I’m looking for more information on the EHR_ACCESS class. At Cambio, we’re in the design stage for a set of services (outside the CDR) to help make compliance with the Swedish patient data laws easier for our clients. It would be nice to leverage as much openEHR access framework as possible, but it’s unclear exactly what this class is intended for.
As far as I can tell, you just have your basic LOCATEABLEs and then an ACCESS_CONTROL_SETTINGS class that’s undefined. What are people’s thoughts on how best to use this structure? Are there any non-openEHR info models for privacy control that I can look to for inspiration?
the general concept is that this is a plug-in class part of the model where specific kinds of content-based access control rules could be represented, but not (generally speaking) the totality of ‘access control’, which also consists of system-wide concepts of roles, attributes and policies/rules.

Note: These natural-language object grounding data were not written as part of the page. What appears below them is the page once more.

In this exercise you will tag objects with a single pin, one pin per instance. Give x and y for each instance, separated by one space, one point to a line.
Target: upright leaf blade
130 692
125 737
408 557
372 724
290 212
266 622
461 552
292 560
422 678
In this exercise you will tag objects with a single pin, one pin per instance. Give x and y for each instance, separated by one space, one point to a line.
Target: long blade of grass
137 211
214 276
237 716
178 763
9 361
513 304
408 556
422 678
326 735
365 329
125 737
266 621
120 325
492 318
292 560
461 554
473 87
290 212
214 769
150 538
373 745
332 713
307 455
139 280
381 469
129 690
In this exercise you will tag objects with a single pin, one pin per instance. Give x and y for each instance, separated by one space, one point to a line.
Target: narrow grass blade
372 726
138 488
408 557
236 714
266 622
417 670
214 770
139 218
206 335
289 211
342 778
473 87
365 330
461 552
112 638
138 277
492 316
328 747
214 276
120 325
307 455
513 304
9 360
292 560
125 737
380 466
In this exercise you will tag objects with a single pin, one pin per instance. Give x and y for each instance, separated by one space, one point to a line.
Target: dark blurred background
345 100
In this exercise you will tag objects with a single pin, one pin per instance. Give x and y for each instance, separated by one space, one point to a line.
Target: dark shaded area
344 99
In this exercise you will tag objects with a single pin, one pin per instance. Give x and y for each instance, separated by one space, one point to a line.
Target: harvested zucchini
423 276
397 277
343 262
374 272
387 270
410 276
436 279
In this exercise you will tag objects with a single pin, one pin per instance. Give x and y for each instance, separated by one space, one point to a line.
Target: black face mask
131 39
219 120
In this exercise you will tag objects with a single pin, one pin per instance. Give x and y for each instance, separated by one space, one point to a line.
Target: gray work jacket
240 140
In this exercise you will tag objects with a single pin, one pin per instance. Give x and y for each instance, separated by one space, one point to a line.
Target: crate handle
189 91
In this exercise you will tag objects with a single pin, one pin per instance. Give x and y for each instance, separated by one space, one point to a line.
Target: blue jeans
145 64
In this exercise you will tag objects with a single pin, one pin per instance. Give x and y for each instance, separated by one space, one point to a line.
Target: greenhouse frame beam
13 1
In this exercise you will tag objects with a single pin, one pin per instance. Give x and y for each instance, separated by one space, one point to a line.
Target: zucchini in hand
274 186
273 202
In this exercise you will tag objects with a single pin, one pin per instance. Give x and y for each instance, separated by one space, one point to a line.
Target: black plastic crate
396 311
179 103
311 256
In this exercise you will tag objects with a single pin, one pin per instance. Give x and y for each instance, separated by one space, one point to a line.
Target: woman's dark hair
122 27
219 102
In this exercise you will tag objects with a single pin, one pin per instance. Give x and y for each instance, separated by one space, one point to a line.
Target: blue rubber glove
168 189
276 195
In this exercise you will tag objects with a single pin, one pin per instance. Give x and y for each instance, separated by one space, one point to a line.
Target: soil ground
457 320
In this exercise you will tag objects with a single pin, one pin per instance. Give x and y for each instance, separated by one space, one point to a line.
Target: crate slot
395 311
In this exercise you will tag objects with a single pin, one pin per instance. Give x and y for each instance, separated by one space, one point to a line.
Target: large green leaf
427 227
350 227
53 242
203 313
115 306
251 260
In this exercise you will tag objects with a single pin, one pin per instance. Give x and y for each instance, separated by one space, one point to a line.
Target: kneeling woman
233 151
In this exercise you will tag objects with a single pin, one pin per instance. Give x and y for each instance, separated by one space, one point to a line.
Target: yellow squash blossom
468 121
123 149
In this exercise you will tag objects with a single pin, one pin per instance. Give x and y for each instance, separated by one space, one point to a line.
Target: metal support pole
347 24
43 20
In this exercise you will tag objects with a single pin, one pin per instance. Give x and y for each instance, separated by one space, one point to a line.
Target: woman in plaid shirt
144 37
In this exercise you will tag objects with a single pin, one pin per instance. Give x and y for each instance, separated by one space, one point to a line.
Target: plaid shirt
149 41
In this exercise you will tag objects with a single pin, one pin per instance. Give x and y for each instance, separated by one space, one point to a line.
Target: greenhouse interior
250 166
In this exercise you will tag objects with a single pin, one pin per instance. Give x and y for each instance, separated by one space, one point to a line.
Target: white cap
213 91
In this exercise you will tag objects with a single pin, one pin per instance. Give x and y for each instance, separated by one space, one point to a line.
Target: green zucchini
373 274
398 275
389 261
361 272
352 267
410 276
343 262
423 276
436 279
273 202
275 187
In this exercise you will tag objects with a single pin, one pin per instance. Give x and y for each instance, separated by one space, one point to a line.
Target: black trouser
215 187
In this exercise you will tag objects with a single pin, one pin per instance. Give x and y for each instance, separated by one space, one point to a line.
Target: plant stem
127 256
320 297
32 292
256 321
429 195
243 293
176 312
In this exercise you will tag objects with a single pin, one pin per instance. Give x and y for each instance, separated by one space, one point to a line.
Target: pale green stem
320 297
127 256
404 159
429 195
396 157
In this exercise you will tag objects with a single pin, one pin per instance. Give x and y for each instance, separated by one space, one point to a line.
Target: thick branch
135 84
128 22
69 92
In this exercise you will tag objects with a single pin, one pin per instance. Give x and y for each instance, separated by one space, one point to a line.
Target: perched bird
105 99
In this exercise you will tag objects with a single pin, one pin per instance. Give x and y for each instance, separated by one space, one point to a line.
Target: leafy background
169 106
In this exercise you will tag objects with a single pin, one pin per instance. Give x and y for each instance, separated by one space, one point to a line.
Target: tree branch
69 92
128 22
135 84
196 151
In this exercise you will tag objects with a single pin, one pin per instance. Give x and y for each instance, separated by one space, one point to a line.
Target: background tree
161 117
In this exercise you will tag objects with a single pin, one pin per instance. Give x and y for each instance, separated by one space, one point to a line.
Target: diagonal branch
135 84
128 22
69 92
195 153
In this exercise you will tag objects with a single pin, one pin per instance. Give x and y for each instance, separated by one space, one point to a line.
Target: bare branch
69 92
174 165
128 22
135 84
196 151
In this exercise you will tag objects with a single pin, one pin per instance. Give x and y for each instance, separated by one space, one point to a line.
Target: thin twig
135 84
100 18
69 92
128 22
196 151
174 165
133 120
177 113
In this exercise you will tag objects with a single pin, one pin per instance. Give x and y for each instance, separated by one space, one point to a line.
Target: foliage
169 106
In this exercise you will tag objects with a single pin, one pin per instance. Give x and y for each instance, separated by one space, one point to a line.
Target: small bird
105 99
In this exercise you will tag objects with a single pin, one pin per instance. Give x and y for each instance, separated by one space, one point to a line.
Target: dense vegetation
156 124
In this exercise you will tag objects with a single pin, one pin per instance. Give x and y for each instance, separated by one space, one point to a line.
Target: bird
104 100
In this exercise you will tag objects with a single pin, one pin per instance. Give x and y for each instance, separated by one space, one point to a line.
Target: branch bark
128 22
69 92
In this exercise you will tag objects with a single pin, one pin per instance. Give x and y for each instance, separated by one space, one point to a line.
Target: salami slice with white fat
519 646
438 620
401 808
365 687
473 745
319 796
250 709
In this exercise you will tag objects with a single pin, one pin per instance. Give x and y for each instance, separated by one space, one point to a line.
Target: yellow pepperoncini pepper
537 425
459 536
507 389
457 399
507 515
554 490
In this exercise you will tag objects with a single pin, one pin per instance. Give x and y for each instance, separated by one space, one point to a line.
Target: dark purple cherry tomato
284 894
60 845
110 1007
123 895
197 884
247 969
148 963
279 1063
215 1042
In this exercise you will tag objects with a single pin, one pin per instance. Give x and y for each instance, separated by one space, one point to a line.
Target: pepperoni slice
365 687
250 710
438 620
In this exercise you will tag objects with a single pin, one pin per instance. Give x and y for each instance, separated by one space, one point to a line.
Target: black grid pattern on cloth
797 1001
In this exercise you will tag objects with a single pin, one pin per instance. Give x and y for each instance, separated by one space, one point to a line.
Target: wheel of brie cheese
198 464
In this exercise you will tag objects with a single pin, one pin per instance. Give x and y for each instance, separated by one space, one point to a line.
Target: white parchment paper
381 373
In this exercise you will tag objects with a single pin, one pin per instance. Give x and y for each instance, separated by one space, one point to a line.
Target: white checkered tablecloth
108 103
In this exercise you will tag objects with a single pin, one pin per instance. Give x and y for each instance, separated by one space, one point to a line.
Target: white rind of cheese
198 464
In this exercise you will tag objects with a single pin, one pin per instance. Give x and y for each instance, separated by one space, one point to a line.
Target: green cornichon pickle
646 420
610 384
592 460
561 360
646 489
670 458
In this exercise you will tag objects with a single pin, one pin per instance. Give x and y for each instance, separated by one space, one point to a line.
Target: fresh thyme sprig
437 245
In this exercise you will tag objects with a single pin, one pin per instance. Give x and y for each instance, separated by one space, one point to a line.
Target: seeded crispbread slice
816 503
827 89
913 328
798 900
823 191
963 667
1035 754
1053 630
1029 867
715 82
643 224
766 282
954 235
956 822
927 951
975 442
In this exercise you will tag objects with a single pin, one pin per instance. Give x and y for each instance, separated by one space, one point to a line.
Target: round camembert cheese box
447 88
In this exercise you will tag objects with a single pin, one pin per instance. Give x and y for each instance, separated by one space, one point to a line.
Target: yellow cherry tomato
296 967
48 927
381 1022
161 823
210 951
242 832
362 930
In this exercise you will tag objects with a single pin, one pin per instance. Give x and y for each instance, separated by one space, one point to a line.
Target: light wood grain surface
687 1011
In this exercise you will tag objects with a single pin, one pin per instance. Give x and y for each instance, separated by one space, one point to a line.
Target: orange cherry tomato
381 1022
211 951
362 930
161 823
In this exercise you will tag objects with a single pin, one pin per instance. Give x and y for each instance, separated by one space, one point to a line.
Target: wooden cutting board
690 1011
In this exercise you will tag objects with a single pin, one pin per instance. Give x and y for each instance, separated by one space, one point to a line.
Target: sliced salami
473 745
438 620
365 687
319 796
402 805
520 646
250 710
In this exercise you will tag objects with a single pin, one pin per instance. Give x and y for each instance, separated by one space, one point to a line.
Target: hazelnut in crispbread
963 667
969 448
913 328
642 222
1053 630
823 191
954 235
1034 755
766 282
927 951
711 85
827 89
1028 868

We originally thought that there would be an obvious standard (e.g. from ISO TC215 or similar) that could be formalised here, but nothing obvious appeared over the years.
If you make your own, there are a couple of schemes you can use.
Mark specific information items as private | open or similar, where ‘private’ is understood to mean that the patient gives specific permission at an encounter to a specific clinician and ‘open’ means standard ‘legitimate access’, i.e. access by any of the current care team seeing the patient for a current problem.
Under this kind of scheme, information items are marked as being only visible to certain roles. The difficulty with this approach is that the roles need to be understood the same way across the health system for the settings to be interoperable.
One important thing to note: just putting rules that mark certain content as having certain visibility doesn’t make it happen - to enforce it there must at least be a layer of access logic in the EHR server that obeys the rules strictly. However, this only achieves access management when there are no hackers or unplanned data copying. To truly enforce the rules potentially requires public key encryption or some equivalent that relies on presentation of appropriate keys at access time.
Outside of individual EHRs, you will still want a general RBAC and/or ABAC service that defines basic rights on the basis of user types / attributes, which will normally be based on token(s) obtained at authentication time.